VI. L’uomo causa della sua fine: distruttore / costruttore / distruttore? 1. La guerra La catastrofe non è solo naturale o divina, fanno parte delle pene della vita soprattutto le guerre e le ricostruzioni che ad essa si susseguono ed accompagnano. Il conflitto è insito nella natura umana e da essa è imprescindibile. Kant scriveva che esso permette di mantenere attiva, reattiva e in movimento la vita, anche se include momenti di opposizione e negatività. Il conflitto infatti è legittimo quando tutte le parti in causa hanno la possibilità di far valere liberamente le loro pretese, le loro ragioni e le loro critiche reciproche di fronte all’istanza di un giudizio superiore. Il conflitto illegittimo è quello invece che si verifica quando non viene rispettato il diritto e la libertà altrui: la guerra appunto. La guerra dunque è moralmente inaccettabile ed è un fenomeno di per sé negativo che è un dovere superare1. James Hillman ribalta la prospettiva e analizza invece il fascino che la guerra suscita nell’umanità. La guerra secondo l’autore sarebbe una pulsione primaria e ambivalente della nostra specie dotata di carica libidica non inferiore a quella delle di altre pulsioni, che la contrastano e insieme la rafforzano, quali l’amore e la solidarietà.
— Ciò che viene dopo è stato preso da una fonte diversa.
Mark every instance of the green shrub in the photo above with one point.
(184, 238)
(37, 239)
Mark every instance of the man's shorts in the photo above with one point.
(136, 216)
Lo psicologo parte dal presupposto che se di questa pulsione non si ha un’idea lucida, che sia disposta anche ad accettare la consapevolezza dell’attrazione che si prova verso di essa, difficilmente riusciremo a liberarcene. La guerra dunque più che un’incarnazione del Male è una costante della dimensione umana, lo dimostrano le similarità tra gli

G. Cunico, Introduzione. Pace, guerra e conflitto in Kant, in I. Kant, Guerra e Pace: politica, religiosa, filosofica. Scritti editi e inediti (1775-1798) a cura di G. Cunico, Reggio Emilia 2004, pp. 9-32, a pp. 10-14.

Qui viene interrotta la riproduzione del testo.